Buckley's mysterious "golf balls" uncovered

  • Published
  • By Airman Emily E. Amyotte
  • 460th Space Wing Public Affairs
Many people know Buckley Air Force Base as the home of missile warning. However, some may only recognize the large "golf balls" clustered across the horizon. Some say that hidden within the giant spheres are top-secret spy missions taking place or scenes you might see from a science fiction movie -- maybe even alien spacecraft.

But that's not the case. Those "golf balls" play a vital role in Buckley's mission.
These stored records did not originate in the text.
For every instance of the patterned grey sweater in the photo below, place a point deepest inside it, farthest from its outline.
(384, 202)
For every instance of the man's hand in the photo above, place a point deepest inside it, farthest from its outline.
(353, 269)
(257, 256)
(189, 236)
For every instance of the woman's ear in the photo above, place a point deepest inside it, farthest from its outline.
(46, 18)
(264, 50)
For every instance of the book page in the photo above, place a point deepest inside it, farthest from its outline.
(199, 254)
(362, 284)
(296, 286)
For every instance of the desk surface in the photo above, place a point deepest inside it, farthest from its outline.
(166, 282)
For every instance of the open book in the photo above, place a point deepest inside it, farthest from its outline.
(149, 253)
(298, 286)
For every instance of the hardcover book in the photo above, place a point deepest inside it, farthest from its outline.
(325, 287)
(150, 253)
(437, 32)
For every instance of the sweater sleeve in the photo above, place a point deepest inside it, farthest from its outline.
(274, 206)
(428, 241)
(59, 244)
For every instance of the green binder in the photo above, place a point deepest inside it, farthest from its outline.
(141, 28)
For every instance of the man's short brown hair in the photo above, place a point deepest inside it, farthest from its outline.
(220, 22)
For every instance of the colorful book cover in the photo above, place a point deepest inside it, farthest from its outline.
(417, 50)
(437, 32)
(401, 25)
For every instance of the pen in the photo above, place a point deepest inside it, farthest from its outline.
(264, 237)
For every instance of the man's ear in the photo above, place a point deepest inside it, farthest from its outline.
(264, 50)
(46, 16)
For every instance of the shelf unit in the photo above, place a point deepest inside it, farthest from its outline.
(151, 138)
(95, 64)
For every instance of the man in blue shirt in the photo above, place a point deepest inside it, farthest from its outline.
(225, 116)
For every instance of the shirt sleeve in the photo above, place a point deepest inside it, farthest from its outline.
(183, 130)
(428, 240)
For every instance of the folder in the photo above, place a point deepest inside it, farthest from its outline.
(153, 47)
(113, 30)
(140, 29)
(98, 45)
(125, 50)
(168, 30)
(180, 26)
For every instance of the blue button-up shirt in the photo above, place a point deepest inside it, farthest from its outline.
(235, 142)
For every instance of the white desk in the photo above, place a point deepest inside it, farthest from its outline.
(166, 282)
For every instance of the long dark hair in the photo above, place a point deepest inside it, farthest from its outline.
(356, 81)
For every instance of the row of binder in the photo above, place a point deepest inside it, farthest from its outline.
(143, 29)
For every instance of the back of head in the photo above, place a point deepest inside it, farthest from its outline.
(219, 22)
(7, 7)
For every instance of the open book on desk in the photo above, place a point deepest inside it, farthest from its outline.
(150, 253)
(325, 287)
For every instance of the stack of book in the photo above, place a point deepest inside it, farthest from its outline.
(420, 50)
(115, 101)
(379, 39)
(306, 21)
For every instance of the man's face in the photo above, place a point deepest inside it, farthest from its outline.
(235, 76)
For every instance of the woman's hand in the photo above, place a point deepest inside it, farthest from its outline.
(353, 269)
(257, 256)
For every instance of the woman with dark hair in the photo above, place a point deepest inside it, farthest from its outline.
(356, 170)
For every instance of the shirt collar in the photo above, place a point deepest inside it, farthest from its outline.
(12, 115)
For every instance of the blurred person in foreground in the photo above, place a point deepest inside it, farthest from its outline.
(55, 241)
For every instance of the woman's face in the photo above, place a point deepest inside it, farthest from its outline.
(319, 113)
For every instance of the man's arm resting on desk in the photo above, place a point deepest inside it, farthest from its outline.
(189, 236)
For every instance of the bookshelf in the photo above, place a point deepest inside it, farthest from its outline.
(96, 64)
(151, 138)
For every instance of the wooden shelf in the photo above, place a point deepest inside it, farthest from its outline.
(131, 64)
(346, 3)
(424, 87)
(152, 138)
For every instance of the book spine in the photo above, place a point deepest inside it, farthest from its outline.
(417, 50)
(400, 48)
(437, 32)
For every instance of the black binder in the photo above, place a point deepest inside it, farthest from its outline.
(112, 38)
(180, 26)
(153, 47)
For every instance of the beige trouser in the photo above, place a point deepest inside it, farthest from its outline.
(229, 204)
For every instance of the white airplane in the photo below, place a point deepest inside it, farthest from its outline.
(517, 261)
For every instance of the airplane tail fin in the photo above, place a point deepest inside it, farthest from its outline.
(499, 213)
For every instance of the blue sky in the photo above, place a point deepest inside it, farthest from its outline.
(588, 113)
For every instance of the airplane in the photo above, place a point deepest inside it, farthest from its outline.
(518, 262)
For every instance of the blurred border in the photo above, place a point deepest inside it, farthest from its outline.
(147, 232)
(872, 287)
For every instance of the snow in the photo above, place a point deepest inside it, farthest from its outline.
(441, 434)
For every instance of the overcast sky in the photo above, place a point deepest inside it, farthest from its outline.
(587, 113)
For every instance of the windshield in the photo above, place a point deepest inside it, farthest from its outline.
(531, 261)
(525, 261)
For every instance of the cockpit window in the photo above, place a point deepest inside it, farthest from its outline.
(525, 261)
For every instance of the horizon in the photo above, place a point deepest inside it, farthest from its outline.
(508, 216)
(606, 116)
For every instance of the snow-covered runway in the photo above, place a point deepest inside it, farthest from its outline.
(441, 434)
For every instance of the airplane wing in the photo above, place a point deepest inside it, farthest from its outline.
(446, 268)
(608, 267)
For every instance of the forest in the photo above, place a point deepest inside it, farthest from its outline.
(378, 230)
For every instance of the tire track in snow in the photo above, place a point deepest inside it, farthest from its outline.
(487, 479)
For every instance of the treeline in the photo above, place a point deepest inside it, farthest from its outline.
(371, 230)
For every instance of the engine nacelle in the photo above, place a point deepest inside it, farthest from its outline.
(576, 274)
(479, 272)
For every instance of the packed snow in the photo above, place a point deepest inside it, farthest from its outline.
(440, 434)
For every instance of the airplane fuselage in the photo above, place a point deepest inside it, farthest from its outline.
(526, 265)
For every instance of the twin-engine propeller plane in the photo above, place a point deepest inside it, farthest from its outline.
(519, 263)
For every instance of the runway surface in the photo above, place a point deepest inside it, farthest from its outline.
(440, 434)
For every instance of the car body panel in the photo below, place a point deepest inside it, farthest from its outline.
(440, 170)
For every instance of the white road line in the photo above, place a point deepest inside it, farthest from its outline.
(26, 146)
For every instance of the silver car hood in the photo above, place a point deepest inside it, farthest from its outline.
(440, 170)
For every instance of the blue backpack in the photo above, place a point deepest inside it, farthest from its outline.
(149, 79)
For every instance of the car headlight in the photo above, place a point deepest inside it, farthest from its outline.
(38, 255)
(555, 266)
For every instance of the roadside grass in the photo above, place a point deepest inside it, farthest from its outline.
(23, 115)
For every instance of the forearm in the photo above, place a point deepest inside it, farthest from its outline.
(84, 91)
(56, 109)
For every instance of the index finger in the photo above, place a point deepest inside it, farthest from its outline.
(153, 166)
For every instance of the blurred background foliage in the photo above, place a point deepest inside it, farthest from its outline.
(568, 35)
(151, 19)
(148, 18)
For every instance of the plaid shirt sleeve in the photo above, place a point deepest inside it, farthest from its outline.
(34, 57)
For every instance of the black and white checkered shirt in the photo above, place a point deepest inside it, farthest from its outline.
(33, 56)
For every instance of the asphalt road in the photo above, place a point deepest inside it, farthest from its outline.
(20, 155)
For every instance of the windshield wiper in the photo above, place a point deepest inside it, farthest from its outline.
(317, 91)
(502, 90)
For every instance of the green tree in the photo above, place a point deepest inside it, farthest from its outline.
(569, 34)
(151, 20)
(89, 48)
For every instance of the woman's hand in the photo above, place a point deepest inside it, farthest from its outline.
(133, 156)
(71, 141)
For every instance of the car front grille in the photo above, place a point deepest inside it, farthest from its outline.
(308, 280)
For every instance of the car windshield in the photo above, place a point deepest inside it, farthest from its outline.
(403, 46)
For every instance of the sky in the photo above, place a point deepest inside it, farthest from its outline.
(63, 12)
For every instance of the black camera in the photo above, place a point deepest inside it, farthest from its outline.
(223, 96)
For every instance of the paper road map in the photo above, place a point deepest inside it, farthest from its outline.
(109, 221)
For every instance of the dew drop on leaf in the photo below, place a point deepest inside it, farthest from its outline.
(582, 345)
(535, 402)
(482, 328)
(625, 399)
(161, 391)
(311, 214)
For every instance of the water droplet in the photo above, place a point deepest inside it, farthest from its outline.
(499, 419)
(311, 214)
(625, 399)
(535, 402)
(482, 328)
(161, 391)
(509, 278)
They are radomes that house satellite dishes and other crucial space equipment.

The purpose of the giant spheres is to protect the equipment from Colorado's always-changing weather. Without this protective shell around the satellite dishes, the Airmen could not properly complete their jobs in all weather situations and circumstances.

"Their primary purpose is to protect the antennas from weather," said Senior Airman Matthew, 460th Space Communication Squadron satellite readout station crew chief. "Before we had the radomes, we had to have a de-icer on the antenna dish so it would melt it down."

Senior Airman Ryan, 460th Space Communication Squadron radio frequency transmission journeyman, agreed that the radomes are vital to Buckley's mission because of the protection they give to the equipment.

"The radomes protect the satellite antennas from harsh weather conditions such as snow, rain and high winds," Ryan said. "Since we have some antennas on Buckley Air Force Base that have been in use since 1973 and the weather in Colorado is always changing, the radomes play a key role in our mission as maintainers and for missile guides and warning systems mission success."

The larger radomes are made up of more than 800 tiles that weigh hundreds of pounds. Each tile is made of a composite material and frame that can withstand hurricane force winds of more than 90 miles per hour.

"Not all radomes are the same or made of the same materials," Ryan said. "But they play a key role in the survivability and longevity of the antennas and mission success."

The radomes on Buckley house satellite network tracking and intelligence equipment. There are more many Team Buckley members who work directly with these giant spheres; but all of Team Buckley, the community and allies worldwide rely on what's inside to ensure global security.

The dishes inside of the radomes communicate with satellites orbiting the earth and collect data for four national security mission areas: missile warning, missile defense, technical intelligence and battle space awareness.

The incoming data is then gathered and processed by the Aerospace Data Facility-Colorado and the 2nd Space Warning Squadron. This data can then be reported up to crucial agencies who need it.

These types of domes can be seen in many different locations other than Buckley. They come in varying sizes and materials, all used to shelter radars, communications systems, antennas and other equipment from harsh environments.

The radomes on Buckley Air Force Base, although not in a science fiction movie, make space communication possible. It is thanks to these "golf balls" that protect the valuable equipment within, that Buckley's mission remains a 24/7/365 operation.